In 2015, the Central Government introduced the draft National Urban Rental Housing Policy, which saw demarcation of market based, need based (for BPL, EWS, and LIG), and social rental housing (for migrant labour, working persons, and students). Similar to the ARHC Scheme, private and public entities are expected to build on their land under the policy. Incentives included tax exemptions, and reforms in land use regulations and tenancy laws. In the backdrop of 1.1 crore vacant homes in metropolitan and other cities, private builders’ have long demanded reforms in tenancy laws. Builders’ incentive to encourage buyers to invest in second homes which can be rented out may not particularly align with the Government’s nudge towards social rental housing. This was seen in the discontinuation of a rental housing scheme for Mumbai within five years in 2014, whereby focus once again shifted to house ownership – the Mumbai Development Plan 2034 now targets construction of 10 lakh affordable houses in the next two decades.
Equally relevant is the issue of vacancy in government built housing, that arise due to low quality constructions, fear of loss of livelihood and social networks, lack of trunk infrastructure and neglect in municipal service delivery, etc. Where houses are located far from the business areas, the absence of affordable transport options plays a critical role.

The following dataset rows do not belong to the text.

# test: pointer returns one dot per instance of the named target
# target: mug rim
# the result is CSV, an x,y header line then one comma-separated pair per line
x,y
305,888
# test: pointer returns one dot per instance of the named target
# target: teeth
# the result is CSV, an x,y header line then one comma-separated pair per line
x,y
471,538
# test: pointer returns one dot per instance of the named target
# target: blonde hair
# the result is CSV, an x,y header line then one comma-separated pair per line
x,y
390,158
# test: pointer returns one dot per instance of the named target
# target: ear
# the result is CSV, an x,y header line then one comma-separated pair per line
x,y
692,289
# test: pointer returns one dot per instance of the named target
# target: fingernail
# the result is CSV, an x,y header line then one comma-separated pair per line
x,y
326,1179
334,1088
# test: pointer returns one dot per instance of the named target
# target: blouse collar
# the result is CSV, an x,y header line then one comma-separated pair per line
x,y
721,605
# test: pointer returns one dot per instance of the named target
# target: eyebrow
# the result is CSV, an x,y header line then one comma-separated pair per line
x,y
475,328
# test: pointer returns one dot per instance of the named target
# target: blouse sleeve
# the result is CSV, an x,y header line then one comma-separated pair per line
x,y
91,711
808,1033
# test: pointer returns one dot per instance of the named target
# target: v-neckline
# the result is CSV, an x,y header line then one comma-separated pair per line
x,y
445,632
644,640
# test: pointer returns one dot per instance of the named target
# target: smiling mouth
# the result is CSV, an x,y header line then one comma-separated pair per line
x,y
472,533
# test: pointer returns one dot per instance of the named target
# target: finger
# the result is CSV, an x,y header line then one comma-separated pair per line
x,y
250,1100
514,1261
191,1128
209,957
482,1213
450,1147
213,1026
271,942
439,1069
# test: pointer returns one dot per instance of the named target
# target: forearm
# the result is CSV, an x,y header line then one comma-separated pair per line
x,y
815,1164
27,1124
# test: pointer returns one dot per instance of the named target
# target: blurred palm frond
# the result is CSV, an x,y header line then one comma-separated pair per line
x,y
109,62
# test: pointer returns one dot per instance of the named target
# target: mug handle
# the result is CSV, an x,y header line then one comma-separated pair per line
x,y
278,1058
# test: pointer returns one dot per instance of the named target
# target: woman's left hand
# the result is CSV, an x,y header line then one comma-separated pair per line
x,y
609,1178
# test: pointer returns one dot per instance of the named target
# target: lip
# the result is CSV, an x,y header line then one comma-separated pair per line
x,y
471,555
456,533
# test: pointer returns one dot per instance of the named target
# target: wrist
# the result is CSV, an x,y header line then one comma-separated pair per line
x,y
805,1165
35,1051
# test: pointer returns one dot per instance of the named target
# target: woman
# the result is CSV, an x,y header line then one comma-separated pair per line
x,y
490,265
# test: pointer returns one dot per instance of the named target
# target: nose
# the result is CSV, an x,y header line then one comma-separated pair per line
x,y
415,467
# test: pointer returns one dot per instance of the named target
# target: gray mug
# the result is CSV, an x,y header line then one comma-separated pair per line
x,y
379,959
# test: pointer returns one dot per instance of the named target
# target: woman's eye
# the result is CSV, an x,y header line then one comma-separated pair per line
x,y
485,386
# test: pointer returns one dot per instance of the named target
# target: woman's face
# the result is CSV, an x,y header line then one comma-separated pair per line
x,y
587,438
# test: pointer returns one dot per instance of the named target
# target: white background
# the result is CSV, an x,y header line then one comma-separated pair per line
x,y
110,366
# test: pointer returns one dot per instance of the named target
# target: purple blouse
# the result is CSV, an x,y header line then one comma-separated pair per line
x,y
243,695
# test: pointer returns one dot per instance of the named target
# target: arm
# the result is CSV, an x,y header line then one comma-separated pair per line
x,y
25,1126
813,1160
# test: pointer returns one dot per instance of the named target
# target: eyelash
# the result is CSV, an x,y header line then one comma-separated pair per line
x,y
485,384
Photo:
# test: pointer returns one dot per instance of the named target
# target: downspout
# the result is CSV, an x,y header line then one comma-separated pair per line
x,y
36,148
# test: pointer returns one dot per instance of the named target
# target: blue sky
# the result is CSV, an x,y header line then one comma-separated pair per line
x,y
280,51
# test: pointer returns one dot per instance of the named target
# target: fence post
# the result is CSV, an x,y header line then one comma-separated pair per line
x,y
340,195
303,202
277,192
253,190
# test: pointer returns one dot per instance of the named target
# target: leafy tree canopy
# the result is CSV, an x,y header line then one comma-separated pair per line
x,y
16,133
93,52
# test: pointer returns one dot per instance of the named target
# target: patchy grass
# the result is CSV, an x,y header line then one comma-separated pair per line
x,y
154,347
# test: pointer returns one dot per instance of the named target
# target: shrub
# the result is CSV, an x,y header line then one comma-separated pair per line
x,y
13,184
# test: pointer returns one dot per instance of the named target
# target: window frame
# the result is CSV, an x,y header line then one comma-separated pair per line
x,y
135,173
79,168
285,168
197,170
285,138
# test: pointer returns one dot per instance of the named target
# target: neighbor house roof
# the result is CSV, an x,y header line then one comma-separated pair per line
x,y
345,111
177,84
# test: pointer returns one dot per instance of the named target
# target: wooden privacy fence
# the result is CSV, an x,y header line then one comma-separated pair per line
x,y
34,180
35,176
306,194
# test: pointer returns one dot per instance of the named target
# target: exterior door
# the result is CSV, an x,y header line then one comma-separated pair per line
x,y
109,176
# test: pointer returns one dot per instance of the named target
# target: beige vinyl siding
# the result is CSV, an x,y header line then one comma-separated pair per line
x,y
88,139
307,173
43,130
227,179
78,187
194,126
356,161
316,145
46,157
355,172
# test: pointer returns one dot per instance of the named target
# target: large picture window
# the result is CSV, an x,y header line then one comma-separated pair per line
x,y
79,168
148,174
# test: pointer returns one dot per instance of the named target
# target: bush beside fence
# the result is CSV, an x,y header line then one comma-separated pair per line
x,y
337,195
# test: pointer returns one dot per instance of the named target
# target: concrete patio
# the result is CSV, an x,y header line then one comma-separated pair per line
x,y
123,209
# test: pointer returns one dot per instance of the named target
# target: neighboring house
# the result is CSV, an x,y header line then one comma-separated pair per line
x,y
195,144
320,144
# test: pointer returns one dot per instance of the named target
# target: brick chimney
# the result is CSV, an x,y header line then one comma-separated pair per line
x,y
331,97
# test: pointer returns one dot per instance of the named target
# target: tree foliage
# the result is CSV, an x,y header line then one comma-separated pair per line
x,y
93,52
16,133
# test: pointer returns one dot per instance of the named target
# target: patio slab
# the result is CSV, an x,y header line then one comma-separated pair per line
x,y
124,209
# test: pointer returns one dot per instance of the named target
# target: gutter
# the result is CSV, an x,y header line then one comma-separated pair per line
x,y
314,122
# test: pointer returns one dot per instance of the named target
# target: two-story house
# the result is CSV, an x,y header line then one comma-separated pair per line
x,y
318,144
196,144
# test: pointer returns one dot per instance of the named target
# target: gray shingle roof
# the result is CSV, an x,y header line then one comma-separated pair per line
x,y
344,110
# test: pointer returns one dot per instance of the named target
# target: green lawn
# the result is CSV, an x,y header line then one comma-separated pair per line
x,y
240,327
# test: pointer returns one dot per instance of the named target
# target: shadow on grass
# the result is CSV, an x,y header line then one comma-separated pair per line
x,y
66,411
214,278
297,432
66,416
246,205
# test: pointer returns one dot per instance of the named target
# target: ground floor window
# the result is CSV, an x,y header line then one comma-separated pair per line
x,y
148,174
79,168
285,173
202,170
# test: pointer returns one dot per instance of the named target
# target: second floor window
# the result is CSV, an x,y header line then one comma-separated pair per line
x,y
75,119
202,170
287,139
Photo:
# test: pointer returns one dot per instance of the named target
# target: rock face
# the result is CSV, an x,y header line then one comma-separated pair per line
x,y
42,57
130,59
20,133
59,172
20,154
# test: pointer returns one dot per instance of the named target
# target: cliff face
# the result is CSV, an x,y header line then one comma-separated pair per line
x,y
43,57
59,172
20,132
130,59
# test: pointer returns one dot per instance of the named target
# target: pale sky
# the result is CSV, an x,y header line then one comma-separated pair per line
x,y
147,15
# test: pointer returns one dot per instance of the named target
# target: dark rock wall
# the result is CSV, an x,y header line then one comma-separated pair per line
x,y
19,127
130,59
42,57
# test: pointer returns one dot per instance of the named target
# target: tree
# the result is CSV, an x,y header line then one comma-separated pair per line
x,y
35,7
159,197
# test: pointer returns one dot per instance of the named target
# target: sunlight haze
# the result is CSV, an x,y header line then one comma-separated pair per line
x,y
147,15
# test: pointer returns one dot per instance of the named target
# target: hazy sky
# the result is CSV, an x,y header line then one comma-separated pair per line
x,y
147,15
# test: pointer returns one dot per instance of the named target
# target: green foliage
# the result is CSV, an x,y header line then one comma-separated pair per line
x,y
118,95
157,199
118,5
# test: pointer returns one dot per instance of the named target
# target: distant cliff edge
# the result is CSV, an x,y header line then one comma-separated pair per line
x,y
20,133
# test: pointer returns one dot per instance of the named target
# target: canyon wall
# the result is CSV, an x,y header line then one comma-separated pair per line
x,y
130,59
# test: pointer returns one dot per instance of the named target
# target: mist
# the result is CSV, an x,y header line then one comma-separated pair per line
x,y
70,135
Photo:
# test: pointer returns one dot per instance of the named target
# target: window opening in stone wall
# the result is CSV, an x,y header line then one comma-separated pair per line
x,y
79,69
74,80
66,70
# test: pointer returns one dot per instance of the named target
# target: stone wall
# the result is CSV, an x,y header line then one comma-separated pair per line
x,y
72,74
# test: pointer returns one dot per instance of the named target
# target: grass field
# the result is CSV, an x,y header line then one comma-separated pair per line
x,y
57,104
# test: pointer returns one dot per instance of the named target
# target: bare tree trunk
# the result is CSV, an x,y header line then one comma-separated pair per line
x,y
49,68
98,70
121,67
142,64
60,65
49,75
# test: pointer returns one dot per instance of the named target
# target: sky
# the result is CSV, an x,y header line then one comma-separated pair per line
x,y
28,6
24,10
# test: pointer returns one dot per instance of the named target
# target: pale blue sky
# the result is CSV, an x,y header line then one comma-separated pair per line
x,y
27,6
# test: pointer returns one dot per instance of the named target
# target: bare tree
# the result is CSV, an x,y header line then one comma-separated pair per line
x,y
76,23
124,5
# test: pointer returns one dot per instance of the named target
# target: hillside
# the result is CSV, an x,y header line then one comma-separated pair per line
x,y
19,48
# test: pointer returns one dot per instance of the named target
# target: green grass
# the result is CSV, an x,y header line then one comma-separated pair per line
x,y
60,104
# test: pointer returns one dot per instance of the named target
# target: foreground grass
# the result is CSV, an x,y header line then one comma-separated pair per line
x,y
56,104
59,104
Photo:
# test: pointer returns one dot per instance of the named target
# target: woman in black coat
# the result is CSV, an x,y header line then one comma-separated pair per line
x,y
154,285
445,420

These problems are not new and have led to vacancy of houses built by both state governments and the central government. In the absence of proper monitoring and implementation, these problems may plague the 1.08 lakh government built houses. Similarly, high land costs, and unavailability of sizeable land pockets near business areas in the city may inevitably affect demand for ARHCs and thus the success of the scheme.
In view of past government schemes like the Rajiv Awas Yojana, industry players have argued that mandatory provisions regarding size and number of houses per project have discouraged the private sector from entering the affordable housing space. The ARHC Scheme too includes mandatory provisions of construction of at least 40 single/double bedrooms or dormitories of with lower and upper limits on carpet area. As such, excessive regulation that inhibits forces of demand and supply, between migrants willing to take up rental housing and developers, may disincentivise projects under the scheme. In a post Covid-19 world, it is a worthwhile aspiration to provide decent, flexible, and accessible housing to urban migrants. One can ill afford to ignore these existing prescriptions from our past forays into social housing.